Obviously no species is going to inherently have the recipe for demodulating the signal just handed to them - they'll have to figure it out, even if their senses are precisely the same as ours. They'll have to recognize, "hey there's a signal here, and by its pattern it doesn't appear to be naturally generated and seems to be storing data in some manner". They'll then have to reverse engineer how to pull the data out of the signal. Then they'll have to figure out how the data is structured (probably the hardest part, esp. with modern compressed digital formats). All of these apply to all beings. But once you've figured all of that out, turning it into a form that you can perceive is the easy part.
Say there's a species with no vision that can only experiences the world through ultrasound echolocation, as in what you probably intended to be your example? Once you understand that the signal is, say, periodic frames representing an array of triplet values (what we know to be RGB) and know how to decode it to that, the species may play it back by, say, an "ultrasound screen" that creates the perception of a 3-dimensional surface, with the height representing pixel intensity. Maybe they might combine all three RGB values into one height, maybe they might present them as side by side heightfields, maybe they might use one value to represent height, another to represent surface roughness, another to represent sound absorptive properties of the surface, or somesuch. They'll pick whatever is most convenient for them.
I'm not going to humour your "liquid methane temperature" communication concept because that's far too low bandwidth for a sentient species to practically use. Pheromones also. And "interference patterns of UV radiation", that depends on what you mean by "interference patterns" - you're either talking about a UV equivalent of echolocation, as above, or just visible data shifted into the UV, which is just a frequency shift on the RGB image into their visual range. We as humans do frequency shifts of astronomical data all the time, that's what every image made from a UV, X-ray, IR, radio, etc telescope is.
For any species to be able to get to the phase of being able to receive and demodulate communications, it must have at least the concept and ability to perceive 2D orientation (if not 3D), because it has to be able to align receivers with the right patch of sky. That perception can be of some unthinkably bizarre form by our standards, but it has to exist. Whatever perception of 2D it has, 2d images can be presented in that form.

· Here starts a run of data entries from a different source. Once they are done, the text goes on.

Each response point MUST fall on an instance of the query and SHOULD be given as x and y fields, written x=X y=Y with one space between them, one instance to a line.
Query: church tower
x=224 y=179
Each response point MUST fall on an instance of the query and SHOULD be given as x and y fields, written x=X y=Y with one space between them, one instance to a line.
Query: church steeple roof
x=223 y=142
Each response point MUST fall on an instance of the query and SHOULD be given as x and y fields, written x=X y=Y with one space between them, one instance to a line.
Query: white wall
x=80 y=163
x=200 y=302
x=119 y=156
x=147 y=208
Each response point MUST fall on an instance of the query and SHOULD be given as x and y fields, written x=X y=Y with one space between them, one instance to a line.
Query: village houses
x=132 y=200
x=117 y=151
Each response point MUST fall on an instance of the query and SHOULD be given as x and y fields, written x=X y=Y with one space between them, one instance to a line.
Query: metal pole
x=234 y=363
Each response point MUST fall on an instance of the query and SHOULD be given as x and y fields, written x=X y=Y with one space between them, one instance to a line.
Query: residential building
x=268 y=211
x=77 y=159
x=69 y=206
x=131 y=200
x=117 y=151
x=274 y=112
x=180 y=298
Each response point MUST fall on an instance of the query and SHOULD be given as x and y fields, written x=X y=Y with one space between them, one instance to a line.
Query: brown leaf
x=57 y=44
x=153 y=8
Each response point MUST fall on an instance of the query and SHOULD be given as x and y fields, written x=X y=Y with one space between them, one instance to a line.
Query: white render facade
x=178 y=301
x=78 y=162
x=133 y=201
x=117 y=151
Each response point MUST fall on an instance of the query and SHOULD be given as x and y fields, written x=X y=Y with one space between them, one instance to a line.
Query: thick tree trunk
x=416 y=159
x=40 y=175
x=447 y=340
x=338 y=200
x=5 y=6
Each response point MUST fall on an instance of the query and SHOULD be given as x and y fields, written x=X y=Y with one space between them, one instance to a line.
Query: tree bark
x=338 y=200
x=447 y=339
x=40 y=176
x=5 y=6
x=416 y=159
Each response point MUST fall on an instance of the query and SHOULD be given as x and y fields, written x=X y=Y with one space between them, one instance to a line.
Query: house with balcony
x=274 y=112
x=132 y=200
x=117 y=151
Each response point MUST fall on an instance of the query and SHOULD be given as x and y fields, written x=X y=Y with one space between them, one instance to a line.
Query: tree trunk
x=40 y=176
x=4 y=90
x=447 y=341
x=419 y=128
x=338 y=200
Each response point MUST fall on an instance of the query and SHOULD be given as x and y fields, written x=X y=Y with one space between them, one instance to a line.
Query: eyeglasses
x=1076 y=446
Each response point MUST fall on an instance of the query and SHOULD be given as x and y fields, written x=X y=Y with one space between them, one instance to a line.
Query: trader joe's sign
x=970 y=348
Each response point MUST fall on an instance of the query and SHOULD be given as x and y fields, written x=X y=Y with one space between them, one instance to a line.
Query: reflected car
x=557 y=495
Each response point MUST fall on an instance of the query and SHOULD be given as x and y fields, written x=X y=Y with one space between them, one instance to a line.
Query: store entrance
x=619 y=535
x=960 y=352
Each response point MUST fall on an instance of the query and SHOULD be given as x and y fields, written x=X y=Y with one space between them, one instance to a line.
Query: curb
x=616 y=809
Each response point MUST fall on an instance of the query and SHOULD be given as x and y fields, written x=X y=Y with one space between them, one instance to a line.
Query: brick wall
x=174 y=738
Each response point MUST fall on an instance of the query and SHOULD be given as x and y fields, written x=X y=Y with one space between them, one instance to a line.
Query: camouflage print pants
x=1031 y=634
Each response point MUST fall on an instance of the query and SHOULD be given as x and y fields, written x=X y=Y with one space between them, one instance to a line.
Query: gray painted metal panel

Your Pi/Tau example is clearly pointless. We as humans clearly know of both constants. Sure, Pi "stands out" more to us at first glance, but if we received something that appeared to be of non-natural origin, you really think nobody would notice if the data was Tau?
Circles are no more "rare in water" than on land. The cross section of a sphere is a circle. What do you think bubbles are? Rounded rocks? Round sea life? Heck, lava underwater, unlike on land, tends to produce round structures called pillow lava. And again, if this to the point of being able to isolate faint radio transmissions from the cosmos and recognize natural from manmade, then it's familiar with all sorts of other concepts - stars, planets, moons, orbits, and countless other macroscopic round things, as well as microscopic / subatomic round things, both 2d (circles) and 3d (spheres). And how exactly are their mathematicians (which they fundamentally must have to be able to be able to demodulate these signals) not figuring out what shape has the least surface to area (or in 3d, surface area to volume) ratios? How are they dealing with radio transmissions without understanding sines/cosines and the like?

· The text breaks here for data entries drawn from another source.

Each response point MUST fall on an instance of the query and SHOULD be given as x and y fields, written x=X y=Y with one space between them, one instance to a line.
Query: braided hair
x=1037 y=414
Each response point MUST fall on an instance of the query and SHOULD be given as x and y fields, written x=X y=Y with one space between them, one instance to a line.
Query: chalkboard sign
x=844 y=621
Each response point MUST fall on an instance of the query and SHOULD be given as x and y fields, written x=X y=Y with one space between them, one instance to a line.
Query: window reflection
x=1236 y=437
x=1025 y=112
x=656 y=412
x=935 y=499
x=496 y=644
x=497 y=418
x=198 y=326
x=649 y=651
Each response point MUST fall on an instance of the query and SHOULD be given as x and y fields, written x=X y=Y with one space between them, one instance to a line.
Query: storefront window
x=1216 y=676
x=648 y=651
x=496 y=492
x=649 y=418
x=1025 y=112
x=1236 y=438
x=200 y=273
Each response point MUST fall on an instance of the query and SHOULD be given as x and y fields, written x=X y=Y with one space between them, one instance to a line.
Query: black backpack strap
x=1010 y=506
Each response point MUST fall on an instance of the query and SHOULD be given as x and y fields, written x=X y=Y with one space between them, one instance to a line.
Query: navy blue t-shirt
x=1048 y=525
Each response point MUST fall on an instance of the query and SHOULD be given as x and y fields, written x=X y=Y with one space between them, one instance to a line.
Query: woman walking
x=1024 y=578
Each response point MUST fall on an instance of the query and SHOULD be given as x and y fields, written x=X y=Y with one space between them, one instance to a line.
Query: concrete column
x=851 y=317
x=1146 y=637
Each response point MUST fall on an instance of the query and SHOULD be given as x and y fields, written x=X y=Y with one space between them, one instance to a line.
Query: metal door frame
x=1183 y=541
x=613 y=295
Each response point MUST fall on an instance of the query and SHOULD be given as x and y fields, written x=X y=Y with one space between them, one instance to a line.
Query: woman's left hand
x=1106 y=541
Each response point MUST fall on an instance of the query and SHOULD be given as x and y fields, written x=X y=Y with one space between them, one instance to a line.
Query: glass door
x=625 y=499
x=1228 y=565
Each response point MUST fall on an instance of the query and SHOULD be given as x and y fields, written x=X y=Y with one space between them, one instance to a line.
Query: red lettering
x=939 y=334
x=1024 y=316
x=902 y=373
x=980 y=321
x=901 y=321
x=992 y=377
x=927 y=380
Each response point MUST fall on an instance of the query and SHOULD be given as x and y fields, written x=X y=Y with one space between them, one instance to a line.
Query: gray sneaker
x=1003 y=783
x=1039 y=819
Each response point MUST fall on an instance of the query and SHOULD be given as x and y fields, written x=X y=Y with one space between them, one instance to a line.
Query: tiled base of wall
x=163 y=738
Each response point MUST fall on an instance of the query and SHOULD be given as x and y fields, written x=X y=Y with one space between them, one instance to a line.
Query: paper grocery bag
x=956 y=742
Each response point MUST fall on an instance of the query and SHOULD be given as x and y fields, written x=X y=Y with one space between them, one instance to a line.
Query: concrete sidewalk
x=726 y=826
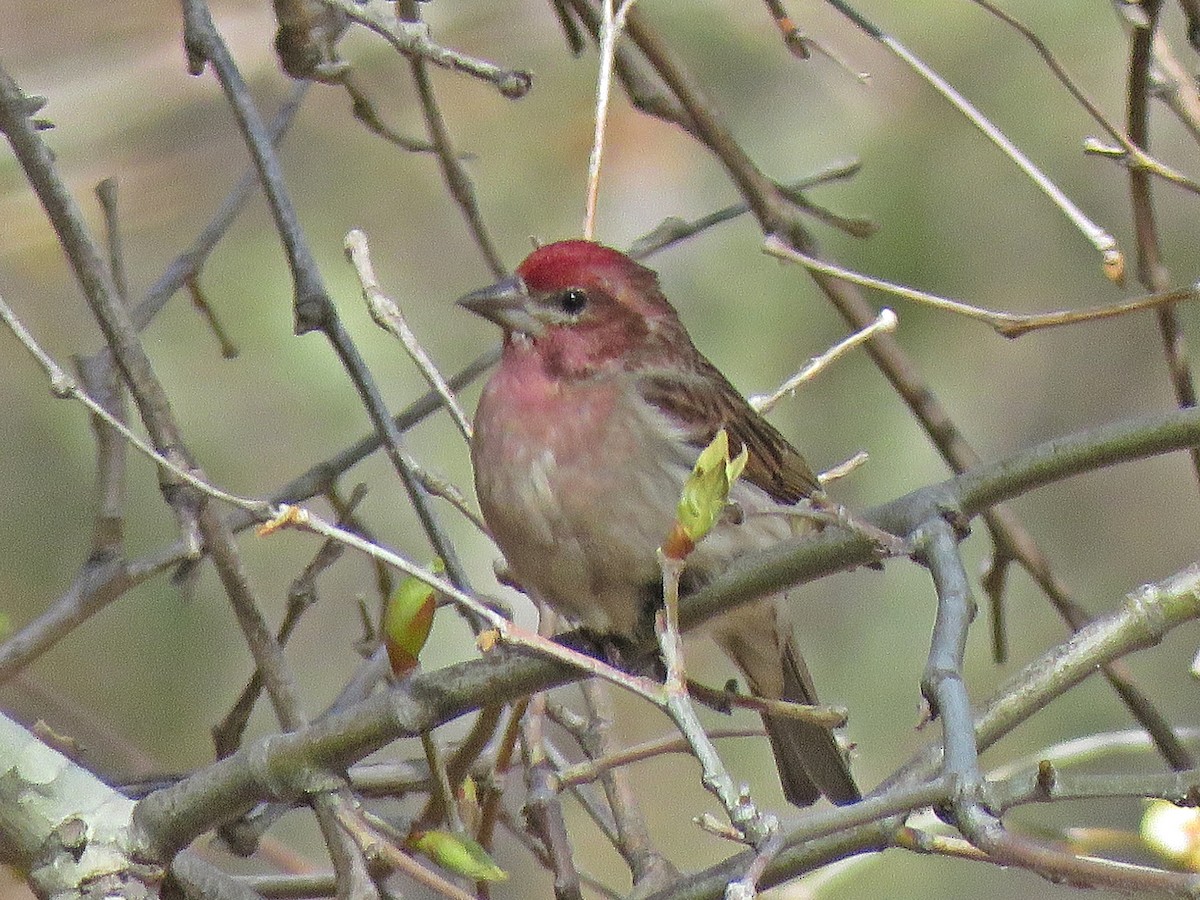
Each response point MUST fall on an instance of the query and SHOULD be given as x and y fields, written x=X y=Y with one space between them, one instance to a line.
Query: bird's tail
x=809 y=759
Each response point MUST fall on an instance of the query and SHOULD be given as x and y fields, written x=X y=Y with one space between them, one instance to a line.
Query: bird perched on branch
x=583 y=438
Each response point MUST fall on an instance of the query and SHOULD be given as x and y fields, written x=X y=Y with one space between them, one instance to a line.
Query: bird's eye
x=573 y=300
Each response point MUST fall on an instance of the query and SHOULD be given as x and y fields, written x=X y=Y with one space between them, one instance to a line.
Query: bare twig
x=886 y=322
x=388 y=316
x=1009 y=324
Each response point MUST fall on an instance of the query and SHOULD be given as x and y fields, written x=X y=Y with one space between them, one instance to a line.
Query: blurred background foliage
x=160 y=667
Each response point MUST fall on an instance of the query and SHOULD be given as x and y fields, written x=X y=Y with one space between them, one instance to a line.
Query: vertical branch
x=611 y=25
x=1151 y=270
x=453 y=171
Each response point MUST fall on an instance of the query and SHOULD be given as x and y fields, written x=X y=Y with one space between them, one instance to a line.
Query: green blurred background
x=955 y=219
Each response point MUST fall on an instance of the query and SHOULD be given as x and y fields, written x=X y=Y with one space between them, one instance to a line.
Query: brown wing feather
x=703 y=402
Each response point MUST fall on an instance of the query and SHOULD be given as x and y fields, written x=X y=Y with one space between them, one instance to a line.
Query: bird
x=583 y=437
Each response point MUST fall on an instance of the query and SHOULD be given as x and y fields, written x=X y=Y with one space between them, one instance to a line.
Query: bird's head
x=583 y=307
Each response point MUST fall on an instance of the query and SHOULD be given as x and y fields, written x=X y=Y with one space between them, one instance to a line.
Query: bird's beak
x=505 y=303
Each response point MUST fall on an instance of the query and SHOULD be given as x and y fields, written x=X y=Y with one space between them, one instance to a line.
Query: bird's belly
x=580 y=511
x=582 y=532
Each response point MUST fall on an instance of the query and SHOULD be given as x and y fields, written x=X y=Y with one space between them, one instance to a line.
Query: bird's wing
x=702 y=402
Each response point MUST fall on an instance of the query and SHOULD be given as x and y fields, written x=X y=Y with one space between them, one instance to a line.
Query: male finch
x=583 y=438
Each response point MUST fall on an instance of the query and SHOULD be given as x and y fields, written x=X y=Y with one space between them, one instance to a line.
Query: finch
x=583 y=437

There is no such thing as "a constant that describes the relationship of the volume of a sphere to its radius/diameter". To its radius/diameter cubed, yes, but not its radius/diameter. And you really think that mathematicians trying to figure out a transmission from another world wouldn't be able to figure out that a number was 3/4 Pi? Seriously?
In your last example (gravity waves), you've switched to something entirely else entirely. You're responding to a post based on the premise " If they have the ability to pick up the signal". So why are you talking about a situation where they can't pick up the signal because they communicate by gravity waves and we don't? And seriously, if they can manage something as difficult as gravity wave communication, radio wave communication is going to be laughably simple to them.